Implementing Quantum Search Algorithm with Metamaterials

TL;DR

This paper demonstrates a novel metamaterial design that simulates a quantum search algorithm by manipulating wavefronts, potentially advancing wave-based signal processing technologies.

Contribution

It introduces a 3D-printed metamaterial structure that emulates quantum search behavior using electromagnetic wave propagation.

Findings

Metamaterials can perform quantum search-like wave processing.

The designed structure focuses waves on marked positions after iterative propagation.
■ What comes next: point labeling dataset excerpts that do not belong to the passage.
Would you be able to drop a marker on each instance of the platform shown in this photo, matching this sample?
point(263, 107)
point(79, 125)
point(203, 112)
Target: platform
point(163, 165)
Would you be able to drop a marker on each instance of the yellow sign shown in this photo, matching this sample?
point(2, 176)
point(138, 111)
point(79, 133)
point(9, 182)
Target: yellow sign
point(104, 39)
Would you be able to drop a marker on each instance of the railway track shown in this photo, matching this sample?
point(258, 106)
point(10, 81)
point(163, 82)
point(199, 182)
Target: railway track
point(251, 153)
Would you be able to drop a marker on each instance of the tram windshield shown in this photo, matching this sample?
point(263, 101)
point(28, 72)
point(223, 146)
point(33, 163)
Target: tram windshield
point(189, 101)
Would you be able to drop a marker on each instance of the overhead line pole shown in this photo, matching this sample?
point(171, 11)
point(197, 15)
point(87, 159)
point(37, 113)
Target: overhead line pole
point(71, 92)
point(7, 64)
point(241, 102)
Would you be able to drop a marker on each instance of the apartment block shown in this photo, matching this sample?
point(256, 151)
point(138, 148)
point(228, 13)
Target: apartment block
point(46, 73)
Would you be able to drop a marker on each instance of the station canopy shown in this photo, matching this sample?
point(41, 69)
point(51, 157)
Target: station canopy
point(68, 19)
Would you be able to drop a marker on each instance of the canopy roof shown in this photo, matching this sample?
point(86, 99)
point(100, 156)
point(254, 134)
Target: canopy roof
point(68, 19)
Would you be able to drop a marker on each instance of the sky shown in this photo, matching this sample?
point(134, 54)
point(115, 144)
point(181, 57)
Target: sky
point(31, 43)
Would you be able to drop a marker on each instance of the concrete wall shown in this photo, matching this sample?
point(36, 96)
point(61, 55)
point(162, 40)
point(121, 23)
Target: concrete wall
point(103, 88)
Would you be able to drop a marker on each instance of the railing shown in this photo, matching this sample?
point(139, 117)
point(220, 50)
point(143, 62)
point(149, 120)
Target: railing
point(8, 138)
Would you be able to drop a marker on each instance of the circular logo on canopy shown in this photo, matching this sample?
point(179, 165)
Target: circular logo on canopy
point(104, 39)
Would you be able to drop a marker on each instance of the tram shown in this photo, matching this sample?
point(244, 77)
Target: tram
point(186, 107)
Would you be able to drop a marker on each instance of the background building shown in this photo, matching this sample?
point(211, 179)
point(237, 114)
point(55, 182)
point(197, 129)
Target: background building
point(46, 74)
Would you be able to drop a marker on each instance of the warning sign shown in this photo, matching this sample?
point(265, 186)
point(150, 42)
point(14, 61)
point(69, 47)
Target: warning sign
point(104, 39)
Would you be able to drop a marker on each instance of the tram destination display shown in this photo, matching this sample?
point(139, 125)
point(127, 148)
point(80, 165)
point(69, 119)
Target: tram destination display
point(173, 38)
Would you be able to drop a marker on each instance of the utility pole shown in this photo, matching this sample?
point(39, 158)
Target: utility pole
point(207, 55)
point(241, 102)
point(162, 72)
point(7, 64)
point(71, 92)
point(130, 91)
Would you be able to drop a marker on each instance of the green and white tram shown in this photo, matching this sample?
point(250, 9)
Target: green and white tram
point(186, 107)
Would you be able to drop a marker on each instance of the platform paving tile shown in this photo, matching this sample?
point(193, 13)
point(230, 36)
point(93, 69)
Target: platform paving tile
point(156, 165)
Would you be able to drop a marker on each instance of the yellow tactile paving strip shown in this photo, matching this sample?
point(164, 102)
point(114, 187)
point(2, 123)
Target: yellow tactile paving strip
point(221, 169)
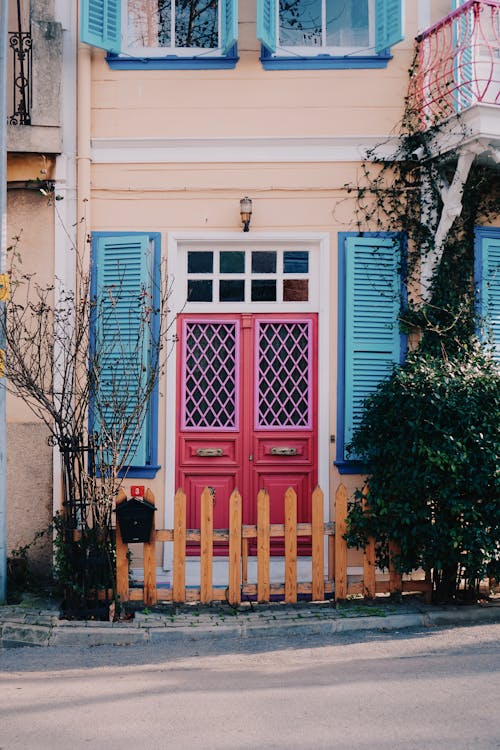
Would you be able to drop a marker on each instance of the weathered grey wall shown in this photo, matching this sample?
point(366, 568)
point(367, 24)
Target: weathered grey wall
point(29, 491)
point(29, 458)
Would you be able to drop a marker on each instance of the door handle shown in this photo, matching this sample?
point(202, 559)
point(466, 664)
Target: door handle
point(209, 452)
point(279, 450)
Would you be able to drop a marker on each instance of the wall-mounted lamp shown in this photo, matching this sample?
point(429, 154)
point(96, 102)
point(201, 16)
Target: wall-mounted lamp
point(246, 212)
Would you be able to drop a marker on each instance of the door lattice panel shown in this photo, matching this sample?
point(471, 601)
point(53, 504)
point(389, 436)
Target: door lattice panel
point(210, 362)
point(284, 374)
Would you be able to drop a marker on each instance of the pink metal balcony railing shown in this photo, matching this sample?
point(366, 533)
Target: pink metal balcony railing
point(457, 63)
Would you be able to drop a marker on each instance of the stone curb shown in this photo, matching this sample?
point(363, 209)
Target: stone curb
point(29, 628)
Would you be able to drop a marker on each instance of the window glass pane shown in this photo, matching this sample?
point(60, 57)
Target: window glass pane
point(295, 262)
point(295, 290)
point(263, 290)
point(148, 23)
point(263, 262)
point(200, 262)
point(300, 23)
point(199, 291)
point(232, 291)
point(196, 23)
point(232, 262)
point(347, 23)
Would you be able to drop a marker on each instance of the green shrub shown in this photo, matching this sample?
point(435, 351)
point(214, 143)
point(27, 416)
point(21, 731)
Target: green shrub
point(430, 435)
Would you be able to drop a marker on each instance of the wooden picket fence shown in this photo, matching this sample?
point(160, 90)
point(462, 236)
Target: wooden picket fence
point(237, 536)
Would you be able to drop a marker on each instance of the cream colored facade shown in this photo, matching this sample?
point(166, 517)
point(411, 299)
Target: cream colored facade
point(174, 151)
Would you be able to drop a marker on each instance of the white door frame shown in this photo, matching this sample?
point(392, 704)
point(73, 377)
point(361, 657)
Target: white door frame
point(177, 243)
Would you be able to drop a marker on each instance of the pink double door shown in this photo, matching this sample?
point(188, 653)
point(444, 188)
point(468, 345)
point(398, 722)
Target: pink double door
point(247, 416)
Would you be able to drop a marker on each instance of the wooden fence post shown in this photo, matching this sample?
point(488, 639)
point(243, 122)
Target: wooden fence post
point(340, 543)
point(179, 578)
point(318, 546)
point(263, 547)
point(122, 586)
point(290, 546)
point(206, 546)
point(369, 582)
point(150, 591)
point(235, 517)
point(395, 578)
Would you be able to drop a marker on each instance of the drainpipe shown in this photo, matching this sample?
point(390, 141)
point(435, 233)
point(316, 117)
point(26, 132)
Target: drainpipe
point(451, 196)
point(65, 186)
point(83, 148)
point(3, 253)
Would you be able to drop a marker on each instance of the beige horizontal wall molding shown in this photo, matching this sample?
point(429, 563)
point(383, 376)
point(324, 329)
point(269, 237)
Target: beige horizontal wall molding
point(237, 150)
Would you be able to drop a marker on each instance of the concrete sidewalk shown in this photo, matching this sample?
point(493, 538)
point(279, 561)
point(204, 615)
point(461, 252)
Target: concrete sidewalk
point(36, 622)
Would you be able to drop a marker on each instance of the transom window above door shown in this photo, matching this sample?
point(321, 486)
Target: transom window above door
point(264, 276)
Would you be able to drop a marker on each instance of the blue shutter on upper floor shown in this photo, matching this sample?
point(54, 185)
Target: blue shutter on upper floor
point(229, 24)
point(100, 24)
point(372, 308)
point(488, 282)
point(266, 23)
point(122, 270)
point(388, 23)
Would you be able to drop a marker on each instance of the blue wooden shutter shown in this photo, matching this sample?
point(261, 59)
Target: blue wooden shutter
point(266, 24)
point(489, 290)
point(372, 338)
point(100, 24)
point(388, 23)
point(123, 267)
point(229, 24)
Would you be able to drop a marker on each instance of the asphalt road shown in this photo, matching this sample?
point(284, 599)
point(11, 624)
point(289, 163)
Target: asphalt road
point(423, 690)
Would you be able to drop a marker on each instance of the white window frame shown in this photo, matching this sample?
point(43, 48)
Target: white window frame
point(310, 51)
point(279, 276)
point(171, 49)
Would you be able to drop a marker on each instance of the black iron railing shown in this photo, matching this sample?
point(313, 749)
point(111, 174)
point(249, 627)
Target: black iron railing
point(20, 44)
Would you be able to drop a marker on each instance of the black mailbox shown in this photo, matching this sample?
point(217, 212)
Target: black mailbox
point(135, 518)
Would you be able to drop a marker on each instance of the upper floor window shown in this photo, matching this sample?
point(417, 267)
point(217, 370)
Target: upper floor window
point(156, 27)
point(332, 26)
point(328, 33)
point(162, 33)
The approach opens new avenues for wave-based quantum simulation and signal processing.

Abstract

Metamaterials, artificially structured electromagnetic (EM) materials, have enabled the realization of many unconventional electromagnetic properties not found in nature, such as negative refractive index, magnetic response, invisibility cloaking and so on. Based on these man-made materials with novel EM properties, various devices have been designed and realized. However, quantum analog devices based on metamaterials have not been achieved so far. Here we designed and printed metamaterials to perform quantum search algorithm. The structures, comprising of an array of two-dimensional (2D) sub-wavelength air holes with different radii perforated on the dielectric layer, have been fabricated by using 3D printing technique. When an incident wave enters in the designed metamaterials, the profile of beam wavefront is processed iteratively as it propagates through the metamaterial periodically. After roundtrips, precisely the same as the efficiency of quantum search algorithm, searched items will be found with the incident wave all focusing on the marked positions. Such a metamaterial-based quantum searching simulator may lead to remarkable achievements in wave-based signal processors.